The Northumberland County Historical Society's 'History of Northumberland' Volume 14 details the history of Roddam village, Ilderton Parish and the lineage of the family Roddam. The 'View of Northumberland' published 1776 records the township under the spelling of Rodham so it is obvious when reading these volumes that the names Roddam and Rodham were interchangeable, dependent on the author. All these publications document the lineage back to the 10th century via occupancy of the Roddam estate, in Northumberland with the original occurrence of the name Roddam being via a Royal Charter during the time of Athelstane, king of the West Saxons, and eventually England granting 'Pole Roddam' land in Northumberland as guard against the wild Scots. Roddam Hall lies a few miles south of the market town of Wooler, located in the shelter of the Cheviot Hills. Mackenzie (The Story of Northumberland, 1825) described the house as a handsome modern building, and commands a very pleasant prospect of the vale that stretches under it. The 'History of Northumberland' volume 14 details two Charters, or royal proclamations, purported to be by Athelstane in 937 AD and this claim is recorded in a number of other sources, from Burke's Genealogical Histories and the British Public Characters Yearbooks to the Freemason histories. Whilst the Charters themselves are certainly fictious the tale is recorded as far back as AD 1385.
The proclamations are in rhyming verse;
'I King Athelstan gives unto thee Pole Roddam From me and mine to thee and thine Before my wife Maude, my daughter Maudlin And for a certen truth I bite this wax with my gang tooth. So long as muir bears moss And cnout grows hair A Roddam of Roddam for ever mair.'
'I King Athelstane giffes heir to Paulane, Odam and Roddam als gud and als fair als evr tha myn war; and yaito witness Mald my wyff.'
The 'History of Northumberland' records that the medieval Roddam village had never been of great size and had been in decline for some time before being decimated in the attack by Scotish marauders in 1533. It was damaged to such an extent that the main tower structure was uninhabitable till after 1541. The lords Roddam escaped to relatives, the Proctors of Shawdon, but nothing is said of the fate of the villagers. It would seem probable that those forced to leave their ancestral home at this time took their birthplace name with them, which eventually became a surname. The question of where would someone go in the mid sixteenth century would be the same as it is now; where can I find stable employment and a safe living environment?
The oldest evidence of the name Rodham can be found in the UK National Archives at Kew where a debt reclamation by Augustine le Waleys on John de Rodham in 1338/39 clearly shows the spelling variant with the 'h'. The main family groupings during the 16th century are found in several of the parishes on the southern bank of the Tyne and Durham city. During the 17th and 18th centuries the groups move with the lead mining industry of Allendale, Stanhope and Weardale then onto the coal mining lifestyle of central Durham and North Yorkshire.

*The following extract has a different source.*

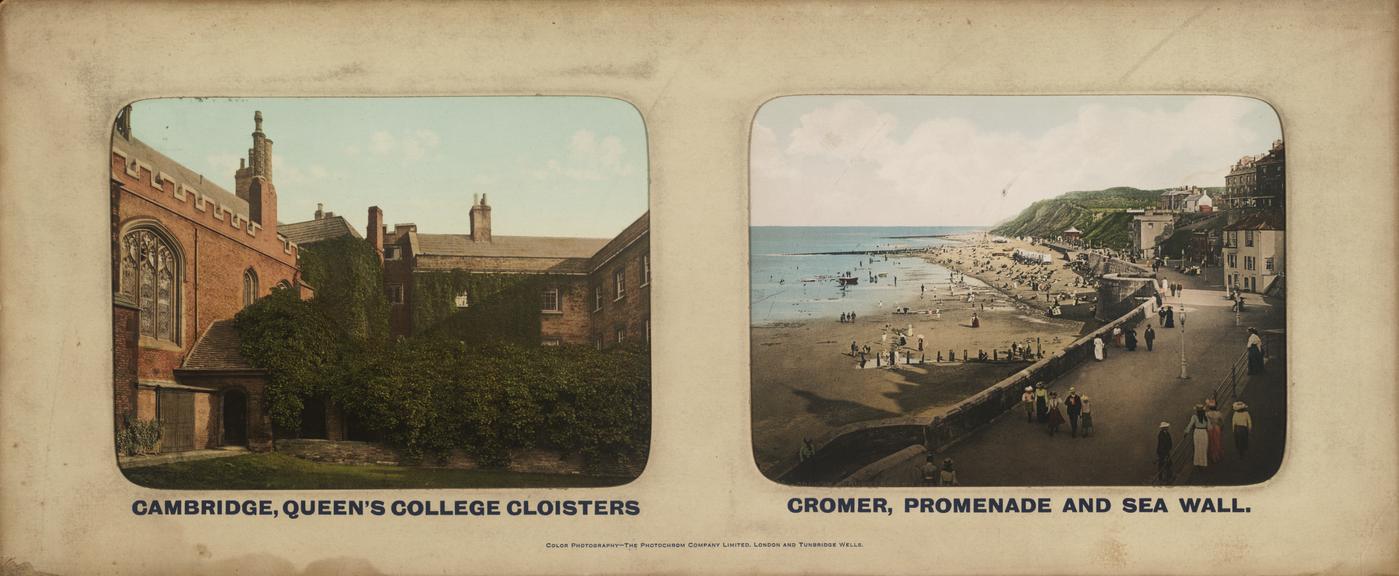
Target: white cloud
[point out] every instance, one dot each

Historically the names Rodham and Roddam have been limited to barely one hundred different family groups with immigration to the United States and Australia accounting for an additional number but overall these are in total no more than the UK numbers. With County Durham being one of the major hubs for the name there are still less than 2000 individual instances of the name variants in parish records from the mid 16th century.

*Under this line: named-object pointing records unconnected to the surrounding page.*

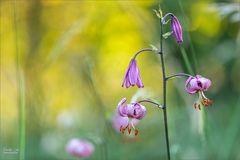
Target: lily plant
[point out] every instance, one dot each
(194, 84)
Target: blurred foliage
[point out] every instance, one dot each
(73, 55)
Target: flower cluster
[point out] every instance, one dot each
(128, 116)
(199, 84)
(80, 148)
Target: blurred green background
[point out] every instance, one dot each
(62, 64)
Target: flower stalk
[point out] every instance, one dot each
(193, 85)
(164, 91)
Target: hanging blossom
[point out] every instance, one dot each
(132, 76)
(119, 122)
(79, 148)
(176, 27)
(199, 84)
(132, 112)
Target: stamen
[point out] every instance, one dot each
(121, 128)
(195, 105)
(136, 132)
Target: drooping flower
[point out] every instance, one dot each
(199, 84)
(79, 147)
(132, 112)
(177, 29)
(132, 76)
(119, 122)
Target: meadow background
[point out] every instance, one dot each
(62, 64)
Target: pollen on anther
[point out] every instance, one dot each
(136, 132)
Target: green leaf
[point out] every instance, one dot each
(166, 35)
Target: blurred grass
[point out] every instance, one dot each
(89, 45)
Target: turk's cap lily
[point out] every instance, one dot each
(132, 76)
(199, 84)
(119, 122)
(133, 110)
(80, 147)
(177, 29)
(128, 116)
(196, 84)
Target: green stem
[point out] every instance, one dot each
(21, 92)
(164, 91)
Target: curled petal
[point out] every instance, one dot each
(119, 122)
(187, 88)
(122, 101)
(136, 111)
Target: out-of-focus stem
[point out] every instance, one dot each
(21, 92)
(149, 101)
(143, 50)
(164, 90)
(178, 75)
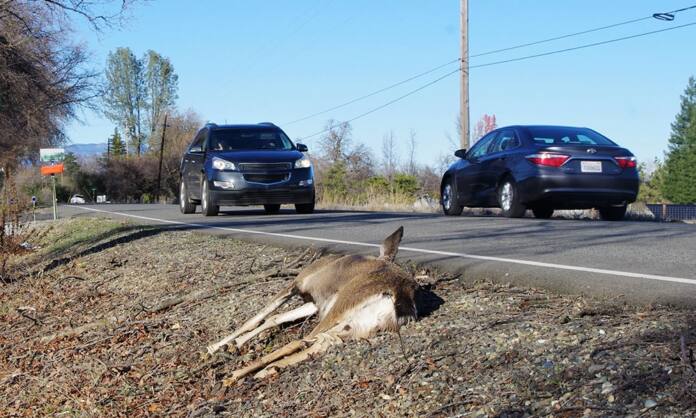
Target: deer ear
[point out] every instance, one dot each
(390, 246)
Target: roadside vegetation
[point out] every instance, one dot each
(108, 318)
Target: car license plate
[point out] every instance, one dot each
(591, 166)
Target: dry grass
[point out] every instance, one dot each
(115, 323)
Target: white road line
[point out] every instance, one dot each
(411, 249)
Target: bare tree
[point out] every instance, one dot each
(390, 155)
(484, 125)
(335, 143)
(44, 77)
(412, 166)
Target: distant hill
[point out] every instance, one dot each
(86, 150)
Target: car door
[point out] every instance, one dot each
(193, 165)
(494, 165)
(469, 174)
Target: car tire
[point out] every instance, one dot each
(271, 209)
(542, 212)
(448, 199)
(613, 213)
(208, 206)
(509, 199)
(185, 204)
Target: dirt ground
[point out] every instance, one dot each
(112, 319)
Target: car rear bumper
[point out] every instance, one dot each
(579, 191)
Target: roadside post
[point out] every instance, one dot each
(33, 208)
(52, 164)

The occurrence of the name Rodham in the UK is primarily found in the Counties of Durham, North Yorkshire and Northumberland, with the latter 19th century Census' showing Durham with almost 50% of the total individual count. The north eastern coastal region of the United States and the state of New South Wales in Australia also account for the largest proportion of the Rodham name in those countries.